The consensus meeting was a one-day event held in London, United Kingdom, in January 2016, with 17 international participants, including COS developers (n = 6), medical journal editors (n = 4), COS users (n = 5) [trialists (n = 1), Cochrane systematic review co-editors (n = 2), and clinical guideline developers (n = 2)], and patient representatives (n = 2). Individuals were selected to be invited to the meeting using the following broad principles: (i) Delphi participants who completed both rounds; (ii) a balance across the four stakeholder groups; (iii) a balance amongst COS developers of those using Delphi surveys and those using other methods; (iv) a balance across COS users of trialists, systematic reviewers, and guideline developers; and (v) a reasonable geographic spread. Initial invitations were determined by the authors based on their knowledge of individuals’ expertise. If an individual could not attend, they were replaced by someone else from the same stakeholder group wherever possible.

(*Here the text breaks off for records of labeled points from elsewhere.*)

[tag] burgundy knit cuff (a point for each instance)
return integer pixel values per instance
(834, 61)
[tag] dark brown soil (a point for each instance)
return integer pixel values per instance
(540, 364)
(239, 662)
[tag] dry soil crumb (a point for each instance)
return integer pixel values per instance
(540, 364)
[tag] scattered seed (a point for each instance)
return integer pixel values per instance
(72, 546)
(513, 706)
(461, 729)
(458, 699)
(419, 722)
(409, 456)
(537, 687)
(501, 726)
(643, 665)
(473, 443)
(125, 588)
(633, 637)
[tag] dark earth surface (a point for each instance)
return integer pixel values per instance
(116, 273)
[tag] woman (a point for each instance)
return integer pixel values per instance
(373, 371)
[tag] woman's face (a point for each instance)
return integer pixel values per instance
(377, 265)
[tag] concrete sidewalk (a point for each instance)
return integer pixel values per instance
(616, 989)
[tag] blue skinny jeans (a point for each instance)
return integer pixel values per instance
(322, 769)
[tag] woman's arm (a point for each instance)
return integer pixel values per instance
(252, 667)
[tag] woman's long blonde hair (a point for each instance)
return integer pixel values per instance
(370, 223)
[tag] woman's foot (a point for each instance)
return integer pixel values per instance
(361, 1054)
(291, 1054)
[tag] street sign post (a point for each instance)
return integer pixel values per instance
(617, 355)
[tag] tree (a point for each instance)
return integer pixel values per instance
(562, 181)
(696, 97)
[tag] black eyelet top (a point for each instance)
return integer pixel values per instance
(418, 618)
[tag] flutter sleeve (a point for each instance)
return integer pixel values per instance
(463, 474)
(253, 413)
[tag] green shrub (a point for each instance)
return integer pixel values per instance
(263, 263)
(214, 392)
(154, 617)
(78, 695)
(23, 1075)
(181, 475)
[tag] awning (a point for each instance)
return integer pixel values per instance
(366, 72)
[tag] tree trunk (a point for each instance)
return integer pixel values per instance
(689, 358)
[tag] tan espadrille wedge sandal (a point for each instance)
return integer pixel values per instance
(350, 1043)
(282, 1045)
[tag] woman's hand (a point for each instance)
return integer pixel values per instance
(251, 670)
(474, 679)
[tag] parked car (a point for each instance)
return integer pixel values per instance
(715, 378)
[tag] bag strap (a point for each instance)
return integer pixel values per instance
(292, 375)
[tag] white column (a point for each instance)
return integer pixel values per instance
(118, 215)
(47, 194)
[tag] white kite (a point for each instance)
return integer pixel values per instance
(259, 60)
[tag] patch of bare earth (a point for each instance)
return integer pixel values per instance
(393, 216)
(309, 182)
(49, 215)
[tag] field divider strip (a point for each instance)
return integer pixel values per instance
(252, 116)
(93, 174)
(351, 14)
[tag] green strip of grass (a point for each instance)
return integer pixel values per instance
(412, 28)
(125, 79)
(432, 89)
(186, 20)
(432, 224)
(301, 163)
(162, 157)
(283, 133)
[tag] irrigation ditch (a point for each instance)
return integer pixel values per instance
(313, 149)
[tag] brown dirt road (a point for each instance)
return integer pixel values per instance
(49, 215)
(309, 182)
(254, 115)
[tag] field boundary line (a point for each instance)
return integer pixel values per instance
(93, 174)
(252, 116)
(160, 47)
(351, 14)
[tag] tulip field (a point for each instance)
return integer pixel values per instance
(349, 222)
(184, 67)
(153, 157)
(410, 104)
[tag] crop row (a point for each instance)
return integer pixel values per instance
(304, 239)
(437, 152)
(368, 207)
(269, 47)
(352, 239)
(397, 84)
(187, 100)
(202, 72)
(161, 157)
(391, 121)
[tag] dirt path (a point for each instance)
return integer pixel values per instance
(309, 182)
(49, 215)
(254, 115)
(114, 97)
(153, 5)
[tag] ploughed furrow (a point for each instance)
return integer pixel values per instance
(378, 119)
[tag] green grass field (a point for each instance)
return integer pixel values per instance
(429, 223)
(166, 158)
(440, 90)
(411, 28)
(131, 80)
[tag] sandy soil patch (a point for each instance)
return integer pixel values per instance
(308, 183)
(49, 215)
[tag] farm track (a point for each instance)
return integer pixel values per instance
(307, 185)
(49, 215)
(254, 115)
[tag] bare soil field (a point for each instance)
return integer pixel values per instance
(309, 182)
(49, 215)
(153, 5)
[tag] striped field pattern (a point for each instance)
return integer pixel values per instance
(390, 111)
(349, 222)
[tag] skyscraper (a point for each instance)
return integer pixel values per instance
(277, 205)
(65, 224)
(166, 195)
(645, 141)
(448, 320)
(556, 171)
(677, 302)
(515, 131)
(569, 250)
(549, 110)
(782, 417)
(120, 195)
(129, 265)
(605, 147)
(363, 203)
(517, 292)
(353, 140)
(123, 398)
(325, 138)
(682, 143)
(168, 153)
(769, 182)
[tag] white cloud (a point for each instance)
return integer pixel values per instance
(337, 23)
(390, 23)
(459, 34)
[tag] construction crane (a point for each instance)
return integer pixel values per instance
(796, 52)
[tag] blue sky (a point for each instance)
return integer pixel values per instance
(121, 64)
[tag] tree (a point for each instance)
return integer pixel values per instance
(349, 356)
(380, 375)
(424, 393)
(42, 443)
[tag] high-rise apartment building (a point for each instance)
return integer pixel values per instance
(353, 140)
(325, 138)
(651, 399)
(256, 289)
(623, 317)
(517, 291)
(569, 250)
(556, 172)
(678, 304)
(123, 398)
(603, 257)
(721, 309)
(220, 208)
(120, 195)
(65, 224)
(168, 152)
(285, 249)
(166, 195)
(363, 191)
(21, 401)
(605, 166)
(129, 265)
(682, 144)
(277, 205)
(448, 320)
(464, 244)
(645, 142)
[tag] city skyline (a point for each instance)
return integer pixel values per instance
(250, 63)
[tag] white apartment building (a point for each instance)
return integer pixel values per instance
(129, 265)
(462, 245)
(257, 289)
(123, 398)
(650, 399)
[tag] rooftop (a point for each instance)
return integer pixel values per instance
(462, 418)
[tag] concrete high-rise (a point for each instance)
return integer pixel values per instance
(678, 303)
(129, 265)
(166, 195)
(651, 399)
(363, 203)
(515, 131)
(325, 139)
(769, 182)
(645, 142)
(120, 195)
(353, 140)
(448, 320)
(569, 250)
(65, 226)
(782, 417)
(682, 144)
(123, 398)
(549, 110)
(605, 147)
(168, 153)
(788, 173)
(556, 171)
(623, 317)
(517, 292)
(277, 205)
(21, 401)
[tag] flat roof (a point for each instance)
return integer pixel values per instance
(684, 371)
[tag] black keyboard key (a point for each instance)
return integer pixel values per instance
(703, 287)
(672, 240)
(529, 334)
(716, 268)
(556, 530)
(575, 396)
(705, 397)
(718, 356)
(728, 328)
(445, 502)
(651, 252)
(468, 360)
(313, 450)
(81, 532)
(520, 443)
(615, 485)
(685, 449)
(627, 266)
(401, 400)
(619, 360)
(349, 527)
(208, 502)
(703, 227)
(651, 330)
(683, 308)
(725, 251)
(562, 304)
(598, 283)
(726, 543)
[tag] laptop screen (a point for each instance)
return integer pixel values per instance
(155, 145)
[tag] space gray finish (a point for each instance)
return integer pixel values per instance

The roles of each participant were not mutually exclusive, and there was a mix of clinical and methodological experience. The objective of the meeting was to discuss and vote on the series of 57 reporting items thought to be potentially important for inclusion in the COS-STAR checklist. Three additional participants (one facilitator and two note takers) attended the meeting but did not participate in the discussion or voting.

The Delphi results for all 57 reporting items were presented to the consensus meeting participants prior to and during the meeting (S1 Consensus Matrix Delphi). A copy of the consensus meeting slides showing the response rates, geographical distribution, and Delphi round two results for each stakeholder group can be found in S1 Consensus Meeting Presentation. Although the response rate to the survey was low, over 86% (183/214) of round one participants completed round two, with no evidence of attrition bias between rounds (S1 Consensus Meeting Presentation).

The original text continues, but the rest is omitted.